Do you want to learn more about practicing the Schumann Symphony No. 2 violin excerpt? In this blog post, we’ll share more about specific ways for you to approach the piece and nail your violin auditions.
If you’d like to see the lesson this blog post is based on, click here to watch it for free — otherwise, read on!
This excerpt from Schumann’s Scherzo is one of the most frequently requested items in orchestral auditions.
Schumann's writing in this Scherzo showcases a strange character, with lots of diminished harmonies. The writing is quite awkward for the violin too, and David Kim, who teaches the associated free lesson, points out that when dealing with technically tricky pieces, music always comes first.
This excerpt should have a symphonic character, and the player should showcase in the sound an imagination of playing along with many violinists and with the whole orchestra.
Avoid making it sound like an excerpt. Like all other excerpts that showcase lots of off-the-string bow stroke, this is also an opportunity to use different combinations of strokes (sautillé, detaché, and spiccato).
Begin with the bow from the string and follow Kim’s annotations for strokes to use:
In general, anything in the softer dynamic should be played more off the string and more toward the sautillé stroke. As we get louder, the bow should get more and more on the string.
Take care not to create a run-on sentence! Identify the phrases, giving microvibrato and clear definition to the last note of each phrase. Don’t take the repeat in an audition.

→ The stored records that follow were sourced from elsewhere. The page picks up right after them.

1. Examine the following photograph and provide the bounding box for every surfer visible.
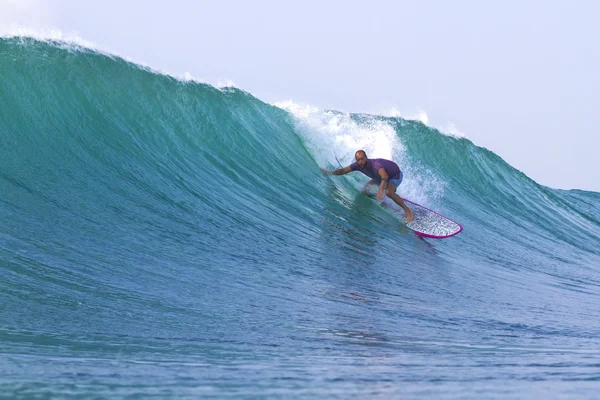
[321,150,415,223]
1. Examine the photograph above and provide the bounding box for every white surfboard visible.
[402,198,462,239]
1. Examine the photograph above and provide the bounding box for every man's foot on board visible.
[405,210,415,223]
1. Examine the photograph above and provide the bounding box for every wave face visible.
[2,37,600,398]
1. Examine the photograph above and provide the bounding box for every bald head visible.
[355,150,368,168]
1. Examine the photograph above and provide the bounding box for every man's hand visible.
[322,166,352,176]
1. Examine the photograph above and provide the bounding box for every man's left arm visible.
[377,168,388,201]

Don't forget to acknowledge the poco rit. in m. 20. The accents in m. 21 should sound slightly pointy and jagged, given their awkward metric placement.
Going into the sudden piano at measure 29, picture that you’re letting off the gas pedal of a car. Pull back the intensity and allow gravity and momentum to take charge.

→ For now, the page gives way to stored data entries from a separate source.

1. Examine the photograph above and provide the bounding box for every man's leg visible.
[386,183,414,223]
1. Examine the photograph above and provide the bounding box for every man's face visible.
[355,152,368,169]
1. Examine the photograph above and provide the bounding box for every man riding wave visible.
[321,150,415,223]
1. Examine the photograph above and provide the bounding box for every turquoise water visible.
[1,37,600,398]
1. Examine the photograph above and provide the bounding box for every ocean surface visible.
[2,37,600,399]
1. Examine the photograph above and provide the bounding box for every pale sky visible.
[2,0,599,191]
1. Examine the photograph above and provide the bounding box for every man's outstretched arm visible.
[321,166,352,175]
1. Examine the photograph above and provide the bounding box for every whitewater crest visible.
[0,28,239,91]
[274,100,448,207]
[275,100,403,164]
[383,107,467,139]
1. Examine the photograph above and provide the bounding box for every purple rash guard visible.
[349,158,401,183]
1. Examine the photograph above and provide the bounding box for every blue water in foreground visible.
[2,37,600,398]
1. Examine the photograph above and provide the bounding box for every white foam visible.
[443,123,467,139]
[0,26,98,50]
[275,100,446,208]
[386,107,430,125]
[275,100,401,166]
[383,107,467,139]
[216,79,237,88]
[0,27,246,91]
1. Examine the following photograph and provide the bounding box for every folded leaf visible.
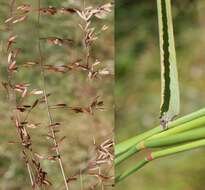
[157,0,180,128]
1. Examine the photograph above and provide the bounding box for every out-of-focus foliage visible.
[0,0,114,189]
[116,1,205,190]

At letter K, despite the large interval leap, don't lunge forward to the next phrase. Slightly elongate and beautify the last notes with a touch of vibrato at the end of each phrase.
Coordinating the hands can be problematic in this excerpt. Kim plays the Scherzo at a tempo of about quarter note = 138, not quite as fast as Schumann’s marking (quarter note = 144), but it should still feel like Allegro Vivace.
How do we practice this? Kim believes in practicing in a variety of ways, and one of them is extremely slow practice – 2 notes per second or even slower!
Extract a difficult four-note section and loop it at various tempi. Try to incorporate a performative element, even in a passage as brief as this.
Do this with as many segments as possible so that when you return to them at a fast tempo, you have concrete familiarity with how to bow them, what expression to use, and they’re technically comfortable.
For the section after the second ending, Kim recommends holding off on deciding which bow stroke to use until the audition itself, based on what feels good at the moment. Trust your technical training to form a good interpretation, ultimately using a combination of each stroke type.
Now that we’ve gone over these tips, you should be ready to handle your audition with the Schumann Symphony No. 2 violin excerpt with ease.